UN Security Council Delegation arrived in Burundi’s capital Bujumbura to meet Burundi’s President Pierre Nkurunziza on Friday to push him to end the violence in Burundi as the small central African country has been hit by a cycle of violence since the president’s decision to seek a third term in presidency.
The council will meet with President Nkurunziza to urge him on three main issues which includes trying to break the cycle of violence, preventing ethnic tension and promoting peace talks between the opposition and the government in its second visit to Burundi in less than a year.
The East African Community appointed Ugandan President Yoweri Museveni as mediator to host peace talks between the Burundian government and the opposition, but no progress has been made since the first meeting on Dec. 28.
In the meeting to take place at the president’s residence, the council will push Nkurunziza to agree with the African Union’s proposal to deploy 5,000 peacekeepers, which Burundi’s government rejected and called an ‘’invasion force’’.
In December, the African Union's Peace and Security Council decided to deploy 5,000 peacekeepers to Burundi in order to help to stop the recurring violence.

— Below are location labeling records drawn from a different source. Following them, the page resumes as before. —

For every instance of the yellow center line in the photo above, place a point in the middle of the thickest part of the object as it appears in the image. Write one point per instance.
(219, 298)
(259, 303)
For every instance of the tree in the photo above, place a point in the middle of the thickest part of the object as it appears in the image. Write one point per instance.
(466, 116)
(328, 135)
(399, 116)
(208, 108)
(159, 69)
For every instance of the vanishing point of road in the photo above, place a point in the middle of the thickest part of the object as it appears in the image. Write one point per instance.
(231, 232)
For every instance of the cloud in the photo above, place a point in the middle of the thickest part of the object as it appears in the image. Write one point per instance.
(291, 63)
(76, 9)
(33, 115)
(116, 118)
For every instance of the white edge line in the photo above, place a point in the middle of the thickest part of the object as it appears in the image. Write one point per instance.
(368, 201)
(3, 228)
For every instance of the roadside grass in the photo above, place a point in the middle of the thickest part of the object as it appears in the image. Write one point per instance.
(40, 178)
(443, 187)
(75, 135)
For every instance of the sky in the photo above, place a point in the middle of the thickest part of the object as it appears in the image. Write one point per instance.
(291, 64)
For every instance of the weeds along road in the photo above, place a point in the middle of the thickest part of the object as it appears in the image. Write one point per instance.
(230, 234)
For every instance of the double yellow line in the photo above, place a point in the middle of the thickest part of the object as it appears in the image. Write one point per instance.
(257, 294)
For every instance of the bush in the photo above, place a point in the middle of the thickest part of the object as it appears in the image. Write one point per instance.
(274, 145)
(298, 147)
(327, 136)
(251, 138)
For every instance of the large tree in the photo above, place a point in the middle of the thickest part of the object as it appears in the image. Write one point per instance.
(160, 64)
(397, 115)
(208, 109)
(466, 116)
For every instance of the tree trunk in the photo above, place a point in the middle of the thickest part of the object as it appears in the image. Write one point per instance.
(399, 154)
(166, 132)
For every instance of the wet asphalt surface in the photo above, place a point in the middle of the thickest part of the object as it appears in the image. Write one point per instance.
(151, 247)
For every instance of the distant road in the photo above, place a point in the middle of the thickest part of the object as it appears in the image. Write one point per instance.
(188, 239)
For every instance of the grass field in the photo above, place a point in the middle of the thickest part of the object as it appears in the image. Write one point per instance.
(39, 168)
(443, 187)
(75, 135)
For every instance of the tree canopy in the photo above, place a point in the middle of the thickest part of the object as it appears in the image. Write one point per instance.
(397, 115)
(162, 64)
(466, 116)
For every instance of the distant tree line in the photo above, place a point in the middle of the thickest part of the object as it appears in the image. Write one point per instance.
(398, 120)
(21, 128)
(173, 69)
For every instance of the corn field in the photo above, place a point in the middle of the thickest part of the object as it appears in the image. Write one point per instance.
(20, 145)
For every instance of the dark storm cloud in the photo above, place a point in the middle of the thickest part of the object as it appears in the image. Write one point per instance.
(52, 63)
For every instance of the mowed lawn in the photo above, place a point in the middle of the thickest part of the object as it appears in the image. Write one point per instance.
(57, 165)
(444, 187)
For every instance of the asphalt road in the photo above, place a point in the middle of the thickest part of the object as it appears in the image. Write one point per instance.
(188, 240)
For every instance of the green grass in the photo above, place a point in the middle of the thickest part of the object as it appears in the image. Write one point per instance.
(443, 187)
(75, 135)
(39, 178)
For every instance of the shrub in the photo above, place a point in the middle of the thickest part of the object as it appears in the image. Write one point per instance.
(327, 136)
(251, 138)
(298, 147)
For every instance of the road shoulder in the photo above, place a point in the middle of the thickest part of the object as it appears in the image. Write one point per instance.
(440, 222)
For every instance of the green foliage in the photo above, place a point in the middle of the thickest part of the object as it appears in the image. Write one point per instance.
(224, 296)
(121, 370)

The Council will then travel to Ethiopian capital Addis Ababa where the African Union offices are based, to meet with AU officials about the proposal that is believed will be a vital point of talks at the AU summit in Ethiopia on 30-31 January.
Burundi has been in a cycle of deadly violence since President Pierre Nkurunziza’s victory in a disputed election following his decision to seek a third term despite a constitutional two-term limit.
At least 400 people have been killed and about 3,500 arrested in Burundi under the government crackdown since April last year, according to the United Nations figures. Also more than 240,000 people fled to neighbouring countries, fearing a possible genocide.
There was a civil war in Burundi from 1993 to 2005 and approximately 300,000 people died in the conflict between rebels from the country's majority Hutu population and an army dominated by the Tutsi minority.